Sex experts say that "good sex"—a key ingredient in most intimate relationships—adds only about 15–20% to an already good relationship. On the other hand, "bad sex" (such as one or both partners not being fulfilled) can take away 75% from relationship happiness. That is, when sex is going well, it helps to improve your relationship a little bit, but when it isn't, it can be destructive to your relationship and overall quality of life. Keep in mind there’s no common definition of “good” or “bad” sex. These definitions rely on each person’s perception of sex and a fulfilling sexual relationship, plus how well both partners’ perceptions match.
Not only can sex affect satisfaction in relationships, it can also improve your health! Warm affection, such as hugging and kissing, can improve happiness and well-being, as well as reduce stress. Sex is also associated with greater overall health and satisfaction.

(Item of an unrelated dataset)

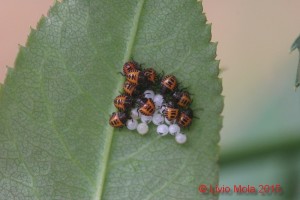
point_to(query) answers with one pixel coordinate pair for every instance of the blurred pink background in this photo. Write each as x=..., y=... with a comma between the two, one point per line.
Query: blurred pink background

As we pointed out in a previous article, sex releases a hormone that helps you feel closer to the other person and makes you feel good.
Being sexually active, having a good-quality sex life, and a healthy interest in sex are related to improved health through middle age and beyond. In fact, research has found that regular sexual activity among older individuals is more normal than previously thought. However, it isn’t clear whether healthier people have more-active sex lives or whether active sex lives improve health. At this point, all we know is that they are positively related to each other.